You’re welcome, readers. I missed most of the first quarter in last night’s thrilling Monday Night Football game to bring you this review. While I enjoyed the episode, it was the weakest one of the season. (Please understand that football in no way affected this review. If not for my love and dedication to Gotham I would have just recorded it instead of watching it live.)
Let’s begin with our summary of events:
The new captain takes the GCPD by force, and it was the most inspirational performance by a cop on this show since Gordon first showed up and Essen arrested Flass back in season one.
Gordon helps his new captain assemble a strike squad of four young graduated cadets to help the GCPD with major tasks.
Bruce Wayne begins school, proper training, and meets Silver St. Freaking Cloud!! Of course, Theo introduced her, so he’s obviously got something up his sleeve by putting her into the mix. We’ll see whether she gets shoved under the rug, at the bottom of a sewer, or on the side of the villains. Time will tell.
Alfred sent off Selina in this episode. He smacked her for killing Reggie and told her to stay away from Bruce.
Edward Nygma and Kristin Kringle begin a unique romance. His suave side convinces him to invite her to dinner at his dwelling, and the evening goes splendidly until he slips up in speech about her past boyfriend (whom he killed but hid) that almost ruins the evening until he tells her about his other side, the confident one. She understands him and identifies with him. (sniff) I’m looking forward to these two. It’s refreshing to see something like this, and these personalities help each other.
Theo finds Penguin’s mom and holds her hostage in order to blackmail the Penguin into killing the candidates for mayor and paving the way for Theo’s grand plan for Gotham.
Now, I promised to call out on this episode, so here we go:
What worked:
Someone FINALLY used the leverage I said should be used and took the angle at Penguin’s mother.
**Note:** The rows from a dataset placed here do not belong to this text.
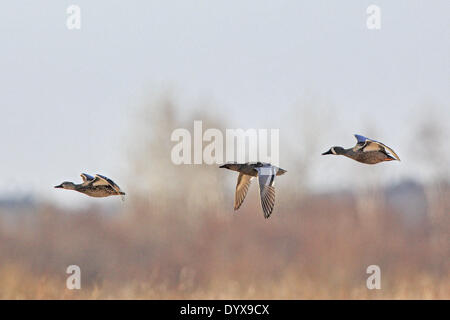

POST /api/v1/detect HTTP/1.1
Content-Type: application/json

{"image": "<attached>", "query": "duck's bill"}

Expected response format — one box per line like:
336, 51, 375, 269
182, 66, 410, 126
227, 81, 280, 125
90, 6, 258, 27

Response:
384, 155, 400, 161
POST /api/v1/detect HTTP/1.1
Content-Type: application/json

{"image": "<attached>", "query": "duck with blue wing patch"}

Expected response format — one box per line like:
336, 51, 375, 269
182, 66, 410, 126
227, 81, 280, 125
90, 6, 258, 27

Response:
55, 173, 125, 200
220, 162, 286, 219
322, 134, 400, 164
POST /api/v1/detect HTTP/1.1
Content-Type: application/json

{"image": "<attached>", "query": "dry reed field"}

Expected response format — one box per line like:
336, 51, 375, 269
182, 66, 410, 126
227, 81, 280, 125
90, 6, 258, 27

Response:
0, 100, 450, 299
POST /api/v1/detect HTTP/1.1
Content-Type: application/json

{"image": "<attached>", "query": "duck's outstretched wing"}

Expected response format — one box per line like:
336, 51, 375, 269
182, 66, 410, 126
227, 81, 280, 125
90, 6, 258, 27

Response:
234, 173, 253, 210
355, 134, 400, 161
354, 134, 369, 146
256, 166, 277, 219
80, 173, 94, 182
92, 174, 125, 200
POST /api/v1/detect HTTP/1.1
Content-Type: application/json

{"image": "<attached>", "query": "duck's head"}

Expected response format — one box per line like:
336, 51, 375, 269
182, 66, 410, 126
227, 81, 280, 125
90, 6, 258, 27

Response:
219, 163, 239, 171
322, 147, 344, 155
55, 181, 75, 190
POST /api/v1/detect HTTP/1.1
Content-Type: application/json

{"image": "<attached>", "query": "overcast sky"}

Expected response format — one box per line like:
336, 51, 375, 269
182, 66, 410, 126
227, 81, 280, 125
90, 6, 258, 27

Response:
0, 0, 450, 206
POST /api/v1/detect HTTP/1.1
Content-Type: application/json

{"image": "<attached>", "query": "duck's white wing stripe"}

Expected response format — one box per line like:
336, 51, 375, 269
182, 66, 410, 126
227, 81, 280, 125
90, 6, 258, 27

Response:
80, 173, 94, 182
234, 173, 253, 210
257, 167, 277, 219
363, 139, 400, 161
92, 174, 122, 194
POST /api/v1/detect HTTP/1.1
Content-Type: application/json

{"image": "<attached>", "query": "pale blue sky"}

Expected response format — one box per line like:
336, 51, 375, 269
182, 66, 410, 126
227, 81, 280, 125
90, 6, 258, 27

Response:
0, 0, 450, 205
Although, that raises the question: if he cares about her so much, and he’s got all this power, why can’t he get her protection? This still would have worked better at the end of last season.
Robin Lord Taylor was amazing in this episode. I’m a fan of this new Penguin, tossing out the old fat f**kwit stereotype of the comics and past movies. He provided a wonderful performance torn between his mother and the blackmail.
Camren’s acting is only getting better as well. She’ s been spectacular. Wish I could say the same for the terribly struggling David Mazouz. He hasn’t changed a bit.
Just a Jiggilo (love that song) and the new romance between Nygma and Kringle.
All right, it had it coming:
WHAT DIDN’T:
I don’t know who took the writing for this episode, but the dialogue SUFFERED. I haven’t cringed during this show so much since Pilot and the earliest episodes of Season 1. It was so cheesy and stupid! Theo pulled the same typical villain line: “soon…wheels turning…time is coming…” Bleh! Even Bullock gave us some cornyism: “Gotham has twists and turns and dead ends. It isn’t straight.” Sheesh.
A strike team of cadets was assembled to accidentally save someone Zsasz should have had in his sleep. His ineptitude was a convenience to the writers, who wrote it in to make the strike team look shiny and successful. Bleh.
The same strike team was assembled to “take down Penguin?” WHAT? He hasn’t been here for a week! He’s not earned a war on police, he can’t even find his mommy! This is something to try mid or end season, and I was right about Penguin’s mother, I’m probably right about this. If Penguin goes down, it’s too soon. If the GCPD loses, they’ll be flattened twice in three episodes.
Barbara drives me insane. She’s so useless and meaningless—she’s here to give pervs wet pants. Her meaningless flirting is making me puke. After getting all the action she got these past three episodes, she’s whining AGAIN that she wants to go “outside.” That’s the seventh time this series she’s said she wants to go out, and Theo has said “you’re time is coming.” Bleh!!!
Silver St. Cloud seems rushed and shoved in. She might die fifteen years early or so, and if she doesn’t, then she’s in Theo’s pocket. Both ways disrespect the character I loved from the comics. They better not.
So, this wasn’t a terrible episode (0-1 stars) or even a really bad episode (1.5-2 stars) it was merely a weak episode that shot itself in the foot despite its contribution to the great arc we’re getting out of season two and its good qualities. If the dialogue was better and the characters handled properly we would’ve had something special, but this war on Penguin and the downfall of evil genius to dull bore of Theo simply add the cons to a big pile compared to the pros.